After our conversation, the bus came into view and only then did I realise that I barely had any cash. The driver said coins only and waited while I dashed back to the cafe (visit #3 that day) where they gave me £2 (they couldn’t do cash-back) saying I could give it to them another time. What a fantastic gesture!
It was a short day’s walk (4 hours maximum) with quite a lot of climbing. I felt taller and prouder inside and only at the end did I feel a twinge in the instep of my left foot, otherwise no pain or difficulty at all. Less is more!
I advise you to walk in the other direction if you do not have a car and a friendly person to pick you up because there is nowhere to stay at Drylaw, only a car park, and it is too far (29 kms – remember that there are a lot of slopes and hills) to walk from Eyemouth all the way to Cockburnspath.
My timings: 2 hours on the bus from Edinburgh to Eyemouth; 1.5 hours walk to Coldingham Bay; half an hour on to St Abbs Village; 45 minutes to St Abbs Head lighthouse. You could probably do it quicker, but I savoured it all. The 235 bus from St Abbs to Berwick-upon-Tweed takes about half an hour (£3 odd), and the train from Berwick to Edinburgh about 45 minutes.

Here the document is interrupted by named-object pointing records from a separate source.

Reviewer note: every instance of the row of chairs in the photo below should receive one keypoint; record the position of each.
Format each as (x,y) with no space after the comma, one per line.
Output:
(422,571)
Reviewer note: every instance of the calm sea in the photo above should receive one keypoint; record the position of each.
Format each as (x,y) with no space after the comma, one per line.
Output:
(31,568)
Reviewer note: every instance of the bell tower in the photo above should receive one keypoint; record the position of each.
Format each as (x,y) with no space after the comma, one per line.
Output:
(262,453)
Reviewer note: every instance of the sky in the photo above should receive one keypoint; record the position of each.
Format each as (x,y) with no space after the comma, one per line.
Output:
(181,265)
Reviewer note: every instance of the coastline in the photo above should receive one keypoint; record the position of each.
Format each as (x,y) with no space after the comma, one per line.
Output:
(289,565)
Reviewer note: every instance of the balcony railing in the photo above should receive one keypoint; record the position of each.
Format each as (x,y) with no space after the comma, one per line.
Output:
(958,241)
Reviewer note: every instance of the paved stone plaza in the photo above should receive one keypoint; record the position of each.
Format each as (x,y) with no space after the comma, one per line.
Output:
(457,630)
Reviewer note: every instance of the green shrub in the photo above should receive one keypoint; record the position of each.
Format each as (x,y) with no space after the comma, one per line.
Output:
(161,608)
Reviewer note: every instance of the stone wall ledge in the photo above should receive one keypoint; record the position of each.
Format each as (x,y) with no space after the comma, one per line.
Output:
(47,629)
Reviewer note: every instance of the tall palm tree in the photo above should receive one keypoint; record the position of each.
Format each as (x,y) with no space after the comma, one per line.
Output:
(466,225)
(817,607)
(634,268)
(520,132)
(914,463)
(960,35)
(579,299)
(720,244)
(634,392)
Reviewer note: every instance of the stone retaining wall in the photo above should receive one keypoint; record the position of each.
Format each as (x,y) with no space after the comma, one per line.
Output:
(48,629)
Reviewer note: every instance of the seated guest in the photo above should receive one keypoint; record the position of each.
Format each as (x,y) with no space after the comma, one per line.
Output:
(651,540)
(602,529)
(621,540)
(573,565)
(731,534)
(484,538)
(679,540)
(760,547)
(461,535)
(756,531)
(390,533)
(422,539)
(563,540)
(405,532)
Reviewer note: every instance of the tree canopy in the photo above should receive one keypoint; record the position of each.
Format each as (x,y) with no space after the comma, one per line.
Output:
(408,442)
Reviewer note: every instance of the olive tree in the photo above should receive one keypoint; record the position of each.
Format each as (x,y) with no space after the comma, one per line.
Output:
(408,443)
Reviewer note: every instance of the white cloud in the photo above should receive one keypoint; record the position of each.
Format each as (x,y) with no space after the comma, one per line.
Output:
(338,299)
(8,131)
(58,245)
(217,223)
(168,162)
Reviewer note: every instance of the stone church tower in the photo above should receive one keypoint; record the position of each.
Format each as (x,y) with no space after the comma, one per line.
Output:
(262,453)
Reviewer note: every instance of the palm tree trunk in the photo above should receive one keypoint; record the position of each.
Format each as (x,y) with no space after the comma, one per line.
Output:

Remember to check the sunrise and -set, and co-ordinate with travel and walking times if you are also hiking in winter/early spring!
There is almost no accommodation along the path excepting at Berwick-upon-Tweed. If you know of any (other than the bunkhouse below) please do let me know and I will add it to the blog later. Of course if it was summer you could wild camp like Rucksack Rose.